The other is about Methos, who is amazing and Duncan, who's kind of an ass. I loathe Richie. The Watchers are endlessly either getting in trouble or causing it. Duncan has a gazillion old immortal friends who he's more or less in touch with, and plenty of immortals do form long relationships of various kinds with each other and even get married. The Game is probably a lot of bull, and there are tons of female immortals running around, including a whole bunch who've survived by being good at killing things, not just by being hot and sneaky like Amanda. Not only are there plenty of immortals, but there are other wacky magical things in the universe: magic stones, psychic powers, sacred springs. Dark quickenings aren't just Darius' long-past midlife crisis: they're something with actual mechanics we might be interested in.
It makes me wonder what I'd think if I actually rewatched the whole thing in order now.
[rusty halo]: Amanda was so awesome. I get really frustrated by the fact that she usually needs to be saved by Duncan (and on the general tendency of the narrative to always require Duncan to save the day, preventing other characters from having a chance to shine), but I blame that on the writers.

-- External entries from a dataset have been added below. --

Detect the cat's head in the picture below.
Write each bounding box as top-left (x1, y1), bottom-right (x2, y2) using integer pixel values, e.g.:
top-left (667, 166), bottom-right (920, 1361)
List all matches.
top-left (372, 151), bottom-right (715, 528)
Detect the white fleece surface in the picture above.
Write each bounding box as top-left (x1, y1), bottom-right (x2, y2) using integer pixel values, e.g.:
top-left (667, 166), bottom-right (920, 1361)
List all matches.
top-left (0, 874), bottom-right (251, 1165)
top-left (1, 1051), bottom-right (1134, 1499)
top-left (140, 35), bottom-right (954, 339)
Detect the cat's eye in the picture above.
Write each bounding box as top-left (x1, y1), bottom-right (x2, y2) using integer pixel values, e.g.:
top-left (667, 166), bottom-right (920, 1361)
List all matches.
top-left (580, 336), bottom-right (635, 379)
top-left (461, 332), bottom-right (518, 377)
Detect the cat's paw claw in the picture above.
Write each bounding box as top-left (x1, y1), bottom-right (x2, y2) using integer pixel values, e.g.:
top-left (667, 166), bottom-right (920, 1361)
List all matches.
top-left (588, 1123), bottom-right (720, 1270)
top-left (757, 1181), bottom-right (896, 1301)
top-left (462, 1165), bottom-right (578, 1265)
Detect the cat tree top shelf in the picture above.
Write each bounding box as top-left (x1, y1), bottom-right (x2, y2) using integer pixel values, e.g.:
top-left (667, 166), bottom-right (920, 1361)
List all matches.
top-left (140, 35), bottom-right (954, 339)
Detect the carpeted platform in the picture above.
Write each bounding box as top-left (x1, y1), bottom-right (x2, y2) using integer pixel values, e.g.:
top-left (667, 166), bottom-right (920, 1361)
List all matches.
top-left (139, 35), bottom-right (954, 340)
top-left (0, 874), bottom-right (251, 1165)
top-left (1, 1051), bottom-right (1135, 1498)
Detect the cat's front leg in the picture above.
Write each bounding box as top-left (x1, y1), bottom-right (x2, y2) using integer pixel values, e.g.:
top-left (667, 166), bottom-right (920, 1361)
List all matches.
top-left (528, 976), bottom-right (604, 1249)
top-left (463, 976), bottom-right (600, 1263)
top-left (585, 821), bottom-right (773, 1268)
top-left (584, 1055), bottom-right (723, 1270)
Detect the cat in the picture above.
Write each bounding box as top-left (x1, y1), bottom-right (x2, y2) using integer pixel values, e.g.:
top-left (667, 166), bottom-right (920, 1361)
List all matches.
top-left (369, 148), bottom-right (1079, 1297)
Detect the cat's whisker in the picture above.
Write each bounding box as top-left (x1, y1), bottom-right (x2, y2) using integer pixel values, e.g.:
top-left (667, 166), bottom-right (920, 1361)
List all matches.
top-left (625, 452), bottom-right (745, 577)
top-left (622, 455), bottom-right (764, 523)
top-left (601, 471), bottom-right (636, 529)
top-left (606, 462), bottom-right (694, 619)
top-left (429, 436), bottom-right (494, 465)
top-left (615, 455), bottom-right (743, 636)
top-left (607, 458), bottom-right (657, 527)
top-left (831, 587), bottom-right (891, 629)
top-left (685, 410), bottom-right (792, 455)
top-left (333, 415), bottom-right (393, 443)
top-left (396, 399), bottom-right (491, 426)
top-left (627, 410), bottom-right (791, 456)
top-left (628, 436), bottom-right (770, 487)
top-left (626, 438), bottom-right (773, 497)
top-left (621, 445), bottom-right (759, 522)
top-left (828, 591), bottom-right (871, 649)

Amanda herself is one of my earliest favorite female characters, and I suspect fandom would be a lot more into her these days.

[skywaterblue]: I secretly consider Highlander to be one of the best shows ever, because if it did nothing else it really THOUGHT about how to gender balance a TV show so that all the audiences had something to like about it. Do you like costume drama? We got that! Character arc? We got that! Silly ridiculous sword fights and motorcycle drama? We got it! Gay subtext? Secret organizations? ... etc.
[aria]: ...Actually I have this fond dream, now, of a Highlander-the-show reboot with good special effects and consistently good acting and a skew towards philosophy over cheesy action, because I would watch that so hard. On the other hand, it would be very important that it have as much Methos in it as possible, and ... seriously, the idea of anyone but Peter Wingfield playing Methos bends my mind, and in uncomfortable ways.

[beccaelizabeth]: What Highlander Is About and hence how we watch it was another split. There's fans who think it's about the sword fight and who wins. There's fans who think it's about love through the centuries. And there's fans who agree with David Abramowitz that it is Talmudic Discussion With Swords. This page [1] has it as "A romantic Talmudic discussion with ass-kicking", which covers all the bases. "They're Talmudic questions. How long do you have to keep a promise? What is the difference between honor and vanity? Is morality and justice fixed by time, or only in time and place, or does it exist, the same morality - true morality; and true justice. Justice, does it exist in the seventeenth century and that it's the same in the twentieth century. Those kinds of questions. They were great fun to write about." Fighting over the big ideas was where the stories lived. They made some good discussion and some good (heavily researched with footnotes sometimes) fic. Where it all is now... not so easy.